I was planning to fine-tune the original model DavidAU/Qwen3.5-9B-DeepSeek-3.2-Intense-Auto-Variable-Thinking before quantizing it myself to fit my 8GB VRAM. However, I noticed that DavidAU's original repository recently returned a 404 error and seems to be taken down.
Since you successfully created the imatrix and GGUF quants for it, I was wondering if you might still have the original .safetensors files along with its tokenizer and config files (config.json, tokenizer.model, etc.) cached on your end? If so, would it be possible for you to share them?
I totally understand if the files are no longer available. Thanks again for your time and your massive contributions😊❤️
You could convert the Q8_0 GGUF back into the original model using https://github.com/purinnohito/gguf_to_safetensors as the loss in quality is very minimal but the process is a bit of a pain.
Due to the rapid development pace of llama.cpp and the GGUF format, it appears that recent GGUF formats cannot be correctly converted to safetensors. As it is difficult to keep up with these changes, I have decided to end development at its current state.
So you will need to fix the resulting Safetensor model using my script:
import os
import shutil
from safetensors import safe_open
from safetensors.torch import save_file
from concurrent.futures import ThreadPoolExecutor, as_completed
SOURCE_DIR = "/nvme/Huihui-MiniMax-M2-abliterated"
TARGET_DIR = "/nvme/Huihui-MiniMax-M2-abliterated-repaired"
NUM_THREADS = 3
os.makedirs(TARGET_DIR, exist_ok=True)
# Copy config/tokenizer/custom code files
for fname in os.listdir(SOURCE_DIR):
src = os.path.join(SOURCE_DIR, fname)
dst = os.path.join(TARGET_DIR, fname)
if fname.startswith("model-") and fname.endswith(".safetensors"):
continue # shards handled separately
if os.path.isfile(src):
shutil.copy2(src, dst)
print("✓ Copied config/tokenizer files")
# Find shards
shards = sorted([
f for f in os.listdir(SOURCE_DIR)
if f.startswith("model-") and f.endswith(".safetensors")
])
print(f"Found {len(shards)} shards total\n")
def repair_shard(shard):
src_path = os.path.join(SOURCE_DIR, shard)
dst_path = os.path.join(TARGET_DIR, shard)

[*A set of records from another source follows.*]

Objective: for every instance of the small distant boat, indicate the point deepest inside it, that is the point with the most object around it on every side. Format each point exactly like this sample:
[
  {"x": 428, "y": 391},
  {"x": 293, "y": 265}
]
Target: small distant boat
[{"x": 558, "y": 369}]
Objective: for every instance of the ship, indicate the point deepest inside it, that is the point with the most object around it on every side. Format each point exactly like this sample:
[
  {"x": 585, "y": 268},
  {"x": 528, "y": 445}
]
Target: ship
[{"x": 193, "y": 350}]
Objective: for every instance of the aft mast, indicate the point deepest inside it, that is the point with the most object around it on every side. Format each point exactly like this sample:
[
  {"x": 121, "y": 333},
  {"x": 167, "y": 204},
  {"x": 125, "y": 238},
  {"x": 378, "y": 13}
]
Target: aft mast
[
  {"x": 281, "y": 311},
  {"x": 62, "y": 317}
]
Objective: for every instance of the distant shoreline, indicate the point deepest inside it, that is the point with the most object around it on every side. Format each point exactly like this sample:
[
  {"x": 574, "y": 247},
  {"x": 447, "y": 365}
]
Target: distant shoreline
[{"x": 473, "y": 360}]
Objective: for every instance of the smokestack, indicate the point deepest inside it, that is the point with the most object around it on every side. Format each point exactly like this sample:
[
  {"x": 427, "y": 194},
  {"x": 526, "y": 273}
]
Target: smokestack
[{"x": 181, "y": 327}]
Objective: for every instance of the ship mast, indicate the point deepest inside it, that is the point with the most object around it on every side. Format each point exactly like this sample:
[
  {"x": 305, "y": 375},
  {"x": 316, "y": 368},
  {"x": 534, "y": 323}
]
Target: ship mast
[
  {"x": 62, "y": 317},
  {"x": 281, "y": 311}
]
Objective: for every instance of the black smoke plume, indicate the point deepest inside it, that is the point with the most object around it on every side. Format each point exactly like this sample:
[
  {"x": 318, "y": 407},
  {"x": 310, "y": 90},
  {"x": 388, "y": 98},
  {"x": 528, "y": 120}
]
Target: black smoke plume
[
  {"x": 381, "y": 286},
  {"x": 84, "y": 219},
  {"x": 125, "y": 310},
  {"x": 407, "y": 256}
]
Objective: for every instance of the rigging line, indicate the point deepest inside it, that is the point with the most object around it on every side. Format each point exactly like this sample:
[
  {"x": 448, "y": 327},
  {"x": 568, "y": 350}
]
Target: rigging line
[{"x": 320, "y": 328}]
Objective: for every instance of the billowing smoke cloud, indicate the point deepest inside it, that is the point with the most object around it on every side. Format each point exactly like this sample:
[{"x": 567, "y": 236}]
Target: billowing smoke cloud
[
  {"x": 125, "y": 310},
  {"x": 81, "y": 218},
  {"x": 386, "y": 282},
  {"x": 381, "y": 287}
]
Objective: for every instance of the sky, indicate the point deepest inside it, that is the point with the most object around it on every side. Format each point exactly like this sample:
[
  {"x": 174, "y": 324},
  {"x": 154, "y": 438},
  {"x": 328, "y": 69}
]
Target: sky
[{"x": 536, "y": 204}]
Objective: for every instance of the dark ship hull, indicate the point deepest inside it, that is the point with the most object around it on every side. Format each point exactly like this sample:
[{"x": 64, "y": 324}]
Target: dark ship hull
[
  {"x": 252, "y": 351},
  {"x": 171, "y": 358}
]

# Skip if already repaired
if os.path.exists(dst_path):
return f"skipped {shard}"
tensors = {}
with safe_open(src_path, framework="pt") as f:
for key in f.keys():
tensors[key] = f.get_tensor(key)
save_file(tensors, dst_path)
return f"repaired {shard}"
# Run repairs concurrently
with ThreadPoolExecutor(max_workers=NUM_THREADS) as executor:
futures = {executor.submit(repair_shard, shard): shard for shard in shards}
for future in as_completed(futures):
result = future.result()
print("✓", result)
print("\nAll shards processed. Output stored in:")
print(TARGET_DIR)
Source is up ; that is a neat script BTW.